Brigitte Lahaie : Tout de suite on va ouvrir cette boite à questions, Pascal Neveu, quelle est la différence entre un pervers manipulateur et un pervers narcissique ?
Pascal Neveu : C’est un peu la même chose il n’y a pas de différence en fait, de toute façon à partir du moment où il y a un pervers, je le dis très souvent il faut partir en courant !
B.L : Oui on est d’accord la seule solution c’est de les fuir, mais il y a peut-être un degré.
P.N : Oui le manipulateur c’est quelqu’un qui va mentir, qui va vouloir assouvir l’autre. Le narcissique c’est quelqu’un qui va vouloir détruire l’autre. C’est peut-être la différence effectivement entre les deux. Il faut pouvoir repérer jusqu’à quel point effectivement on se sent atteint, détruit au niveau de son identité, de son existence même. Mais avec l’un ou l’autre effectivement…
B.L : Je crois qu’il faut simplement rappeler que quelqu’un qui est pervers que ce soit dans sa sexualité parce qu’on peut être pervers uniquement sexuellement on peut l’être dans la relation en règle générale. On peut être pervers au travail. Un pervers est quelqu’un qui utilise l’autre comme un objet à des fins personnelles.

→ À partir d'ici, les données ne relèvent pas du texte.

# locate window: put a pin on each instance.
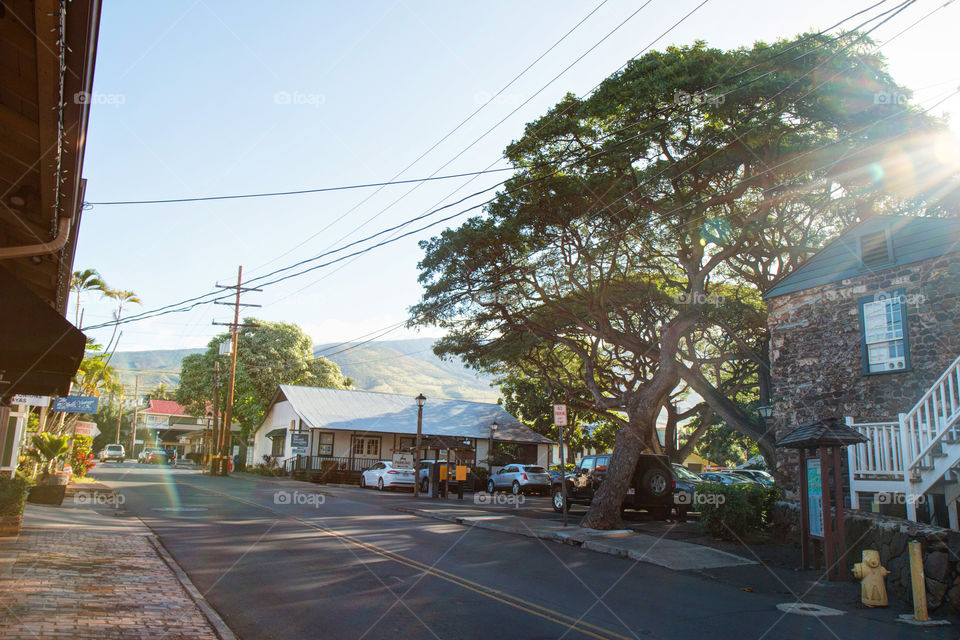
(325, 444)
(875, 249)
(883, 321)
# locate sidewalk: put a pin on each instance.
(77, 573)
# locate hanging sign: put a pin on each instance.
(76, 404)
(815, 497)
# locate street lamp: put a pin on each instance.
(421, 400)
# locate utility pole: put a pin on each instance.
(235, 327)
(136, 407)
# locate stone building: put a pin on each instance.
(863, 331)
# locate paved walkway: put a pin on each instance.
(81, 574)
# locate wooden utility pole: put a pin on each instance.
(220, 466)
(136, 407)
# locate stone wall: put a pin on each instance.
(889, 536)
(815, 351)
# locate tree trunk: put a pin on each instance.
(604, 511)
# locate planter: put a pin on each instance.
(10, 525)
(47, 494)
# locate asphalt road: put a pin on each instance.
(276, 563)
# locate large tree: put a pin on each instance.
(644, 219)
(269, 354)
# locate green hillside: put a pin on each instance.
(406, 367)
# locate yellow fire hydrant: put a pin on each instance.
(873, 591)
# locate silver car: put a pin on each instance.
(520, 478)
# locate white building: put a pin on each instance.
(357, 428)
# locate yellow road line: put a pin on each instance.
(489, 592)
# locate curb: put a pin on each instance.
(220, 627)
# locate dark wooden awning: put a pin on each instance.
(828, 432)
(39, 350)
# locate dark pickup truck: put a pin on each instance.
(651, 489)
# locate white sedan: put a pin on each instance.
(382, 475)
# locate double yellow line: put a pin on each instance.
(526, 606)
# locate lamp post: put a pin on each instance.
(421, 400)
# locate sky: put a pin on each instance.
(205, 98)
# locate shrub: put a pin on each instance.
(79, 456)
(13, 494)
(733, 511)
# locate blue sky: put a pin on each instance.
(209, 98)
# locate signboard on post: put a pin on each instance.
(403, 461)
(815, 497)
(76, 404)
(31, 401)
(299, 442)
(560, 415)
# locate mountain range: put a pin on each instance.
(405, 367)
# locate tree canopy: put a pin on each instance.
(270, 354)
(626, 255)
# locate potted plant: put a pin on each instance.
(52, 486)
(13, 493)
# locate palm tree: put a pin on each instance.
(86, 280)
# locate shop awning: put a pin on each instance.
(39, 350)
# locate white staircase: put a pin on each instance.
(919, 452)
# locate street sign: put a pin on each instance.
(76, 404)
(86, 429)
(403, 461)
(31, 401)
(560, 415)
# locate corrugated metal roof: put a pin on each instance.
(913, 239)
(369, 411)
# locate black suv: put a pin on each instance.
(651, 489)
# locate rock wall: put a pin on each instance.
(815, 351)
(889, 536)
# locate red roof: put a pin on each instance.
(169, 408)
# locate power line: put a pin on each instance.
(302, 191)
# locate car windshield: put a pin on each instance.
(684, 473)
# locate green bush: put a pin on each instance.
(13, 494)
(733, 511)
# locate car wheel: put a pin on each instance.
(656, 483)
(558, 505)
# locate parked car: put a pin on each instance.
(761, 476)
(151, 455)
(651, 486)
(726, 478)
(520, 478)
(684, 487)
(112, 452)
(382, 475)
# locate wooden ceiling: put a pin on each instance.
(46, 70)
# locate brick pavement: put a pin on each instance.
(78, 585)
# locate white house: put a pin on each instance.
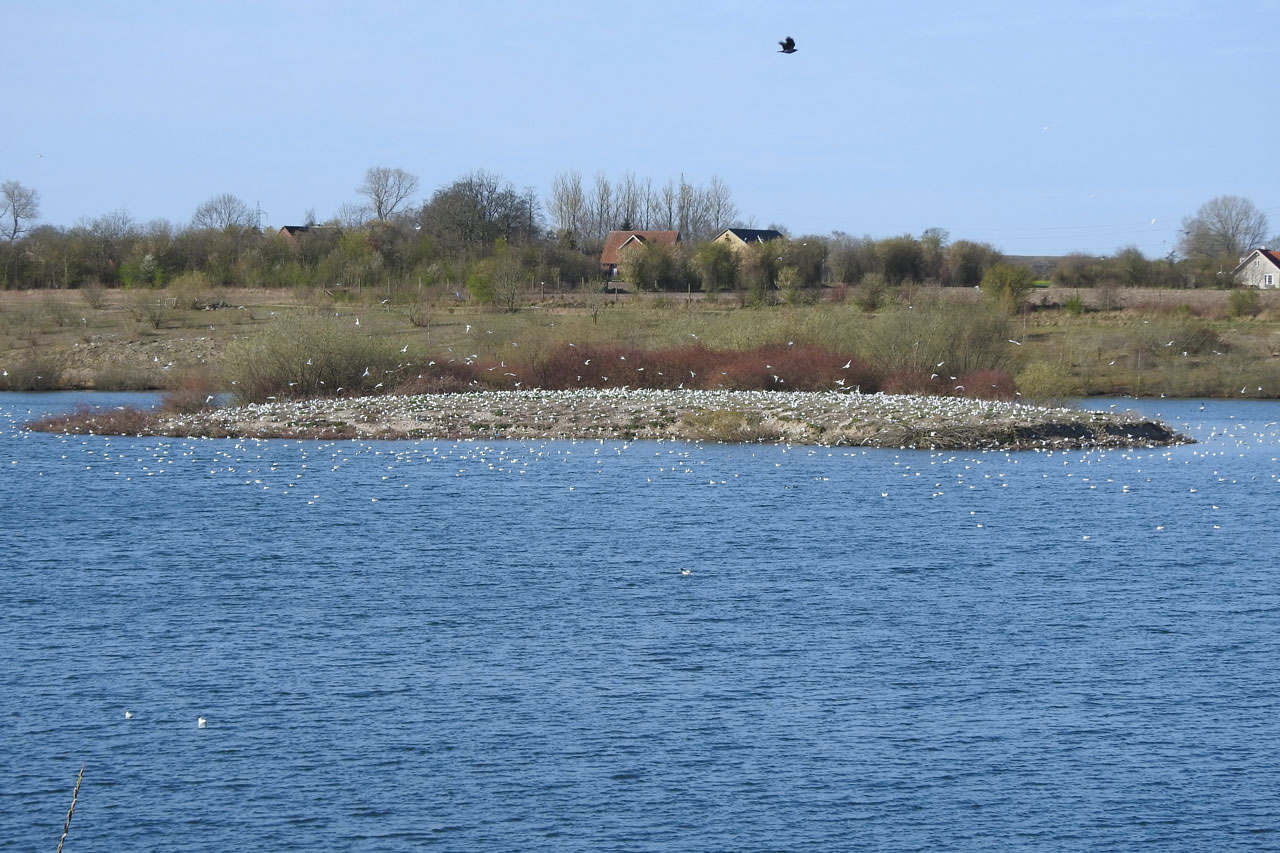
(1260, 268)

P.N : Il en a besoin pour jouir en fait. Sa jouissance il la trouve simplement dans le fait qu’effectivement il manipule l’autre. L’autre n’est qu’un objet et puis il le manipule.
B.L : Donc il ne faut pas se faire d’illusion on n’existe pas pour l’autre, pour le pervers. Et quand on n’existe pas on n’a aucune chance de s’en sortir.
P.N : On ne s’en sortira jamais quand on ne se sent plus comme étant un sujet, quand effectivement ces identités au fin fond de nous n’existent plus effectivement on a affaire à un pervers. C’est ce qu’il recherche le pervers.
B.L : Alors je ne sais pas si c’est ce qu’il recherche moi j’aurais tendance à dire qu’il est comme ça.
P.N : Il le trouve en tout cas. Il repère très naturellement les personnalités plus fragiles si je puis dire, je n’aime pas ce terme, mais en tous cas ces personnalités-là vont être victimes d’un pervers. Ils savent les repérer c’est souvent des personnalités en tout cas qui ont cette fragilité identitaire avec lesquels ils vont pouvoir tricoter malheureusement et sur lesquels ils vont pouvoir s’amuser.
B.L : En même temps on peut tous au début quand on est encore un petit peu innocent je dirais de la complexité humaine, être face à quelqu’un de pervers sans s’en rendre compte parce qu’on est encore naïf tout simplement. Et une fois qu’on s’est fait avoir une fois en règle générale après on les repère plus facilement.
P.N : Ca dépend. Si on s’en sort on les repère plus facilement effectivement on les fuit et on est beaucoup moins vulnérable.